Los masai, la nación nómada y ganadera, eran vecinos de la granja y vivían al otro lado del río; de vez en cuando alguno venía a casa a quejarse de que un león mataba sus vacas y me pedía que lo cazara; lo hacía, si podía. Algunos sábados, seguida de una alegre comitiva de jóvenes kikuyus, iba también a las llanuras de Orungui a cazar una o dos cebras para que las comieran mis jornaleros. Mataba pájaros en la granja, faisanes con espolones y gallinas de Guinea, que eran una excelente comida. Pero durante muchos años dejé las expediciones de caza.

Sin embargo, con frecuencia en la granja hablábamos de los safaris que habíamos hecho. Los lugares de las acampadas se fijan en tu mente como si hubieras vivido durante mucho tiempo en ellos. Recordabas la huella de una curva de tu carro en la hierba de la pradera como los rasgos de un amigo.

En los safaris había visto una manada de búfalos, ciento veintinueve, que emergían de la niebla matinal bajo un cielo cobrizo, de uno en uno, como si aquellos oscuros y enormes animales, como de hierro, con sus poderosos cuernos que se balanceaban horizontalmente no se acercaran, sino que se fueran creando ante mis ojos y desaparecieran a medida que quedaban terminados. Vi a una manada de elefantes que viajaba por el espeso bosque nativo, donde la luz solar se derrama entre las espesas trepadoras formando manchitas y franjas, y que caminaban pausadamente como si tuvieran una cita al fin del mundo. Era, en tamaño gigantesco, como el reborde de una viejísima e infinitamente preciosa alfombra persa, con matices de verde, amarillo y negro amarronado. Muchas veces a través de las palmeras vi el paso de las jirafas con su curiosa e inimitable gracia vegetal, como si no fuera una manada de animales, sino una familia de flores enormes, raras, de tallos largos y moteados, que avanzara lentamente. Había seguido a dos rinocerontes en su paseo matinal, cuando resoplaban y olisqueaban en el aire del amanecer —tan frío que duele la nariz—, y que parecían dos enormes pedruscos angulares retozando en el largo valle y disfrutando juntos de la vida. Y también había visto al león real, antes del alba, bajo la luna menguante, cuando cruza la pradera gris camino de casa después de la matanza, y deja una oscura estela en la hierba plateada, con el rostro todavía rojo hasta las orejas, o durante la siesta, al mediodía, cuando reposaba satisfecho en medio de su familia sobre la hierba corta y a la delicada sombra primaveral de las anchas acacias de su parque africano.
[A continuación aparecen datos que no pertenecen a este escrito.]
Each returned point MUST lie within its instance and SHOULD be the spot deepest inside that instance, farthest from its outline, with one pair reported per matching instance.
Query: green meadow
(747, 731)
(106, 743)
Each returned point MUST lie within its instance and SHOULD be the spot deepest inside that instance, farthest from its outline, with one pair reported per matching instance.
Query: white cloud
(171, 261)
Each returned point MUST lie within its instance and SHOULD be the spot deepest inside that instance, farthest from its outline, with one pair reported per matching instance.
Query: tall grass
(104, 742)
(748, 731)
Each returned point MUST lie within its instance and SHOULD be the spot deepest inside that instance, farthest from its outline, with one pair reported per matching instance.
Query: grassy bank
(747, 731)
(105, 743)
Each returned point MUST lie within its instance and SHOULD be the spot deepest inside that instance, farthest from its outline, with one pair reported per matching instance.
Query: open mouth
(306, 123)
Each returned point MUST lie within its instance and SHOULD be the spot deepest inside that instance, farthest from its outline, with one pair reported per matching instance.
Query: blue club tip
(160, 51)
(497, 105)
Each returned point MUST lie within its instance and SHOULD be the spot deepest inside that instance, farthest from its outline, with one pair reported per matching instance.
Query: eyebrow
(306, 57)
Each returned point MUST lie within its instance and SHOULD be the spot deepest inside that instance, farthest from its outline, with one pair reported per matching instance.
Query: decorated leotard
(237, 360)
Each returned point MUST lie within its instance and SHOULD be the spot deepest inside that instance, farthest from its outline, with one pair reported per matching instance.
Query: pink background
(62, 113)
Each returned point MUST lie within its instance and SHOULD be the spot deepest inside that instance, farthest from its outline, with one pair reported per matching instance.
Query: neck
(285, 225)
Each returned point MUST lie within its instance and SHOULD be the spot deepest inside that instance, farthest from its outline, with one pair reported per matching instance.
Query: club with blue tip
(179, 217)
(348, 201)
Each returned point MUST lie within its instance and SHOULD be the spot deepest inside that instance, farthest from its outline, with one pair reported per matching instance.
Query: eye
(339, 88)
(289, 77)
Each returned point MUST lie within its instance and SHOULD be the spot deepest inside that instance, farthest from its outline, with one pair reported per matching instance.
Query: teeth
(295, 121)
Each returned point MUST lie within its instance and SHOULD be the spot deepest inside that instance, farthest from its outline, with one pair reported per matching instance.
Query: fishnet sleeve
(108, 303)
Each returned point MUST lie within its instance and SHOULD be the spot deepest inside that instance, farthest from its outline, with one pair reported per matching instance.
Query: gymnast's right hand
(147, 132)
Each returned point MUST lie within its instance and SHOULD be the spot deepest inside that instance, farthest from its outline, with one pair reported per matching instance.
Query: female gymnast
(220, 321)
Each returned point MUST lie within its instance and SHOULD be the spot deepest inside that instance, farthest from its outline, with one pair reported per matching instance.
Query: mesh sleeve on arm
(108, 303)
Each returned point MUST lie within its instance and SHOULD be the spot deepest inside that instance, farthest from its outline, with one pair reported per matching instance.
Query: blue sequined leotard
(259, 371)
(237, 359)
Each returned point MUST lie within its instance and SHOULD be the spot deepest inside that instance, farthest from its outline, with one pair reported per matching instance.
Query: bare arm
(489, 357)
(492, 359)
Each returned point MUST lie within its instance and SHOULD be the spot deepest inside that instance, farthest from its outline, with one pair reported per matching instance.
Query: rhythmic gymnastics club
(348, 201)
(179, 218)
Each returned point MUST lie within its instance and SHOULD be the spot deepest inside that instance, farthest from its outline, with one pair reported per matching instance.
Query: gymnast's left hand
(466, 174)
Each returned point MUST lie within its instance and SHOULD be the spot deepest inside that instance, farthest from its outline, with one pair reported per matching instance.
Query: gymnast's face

Era agradable evocar esas cosas en los momentos aburridos en la granja. Y la gran caza estaba allí todavía, en su propio país; podía ir en su busca una vez más si quería. Su proximidad otorgaba brillo e interés a la granja. Farah —aunque con el tiempo llegó a ocuparse más de los asuntos de la granja— y mis antiguos servidores de safari vivían con la esperanza de otras cacerías.

En la espesura aprendí a recelar de los movimientos bruscos. Las criaturas con quienes tratas son tímidas y vigilantes, saben esquivarte cuando menos te lo esperas. Ningún animal doméstico es capaz de una quietud igual a la de un animal salvaje. La gente civilizada ha perdido la capacidad de estarse quieta y debe aprender en silencio de la vida salvaje antes de que ésta te acepte. El arte de moverse suavemente, sin brusquedades, es lo primero que debe estudiar el cazador, sobre todo si lleva una cámara. Los cazadores no pueden hacer lo que quieran, deben mezclarse con el viento y con los colores y olores del paisaje y adaptarse al
tempo
de todo el conjunto. A veces un movimiento se repite una y otra vez y deben copiado.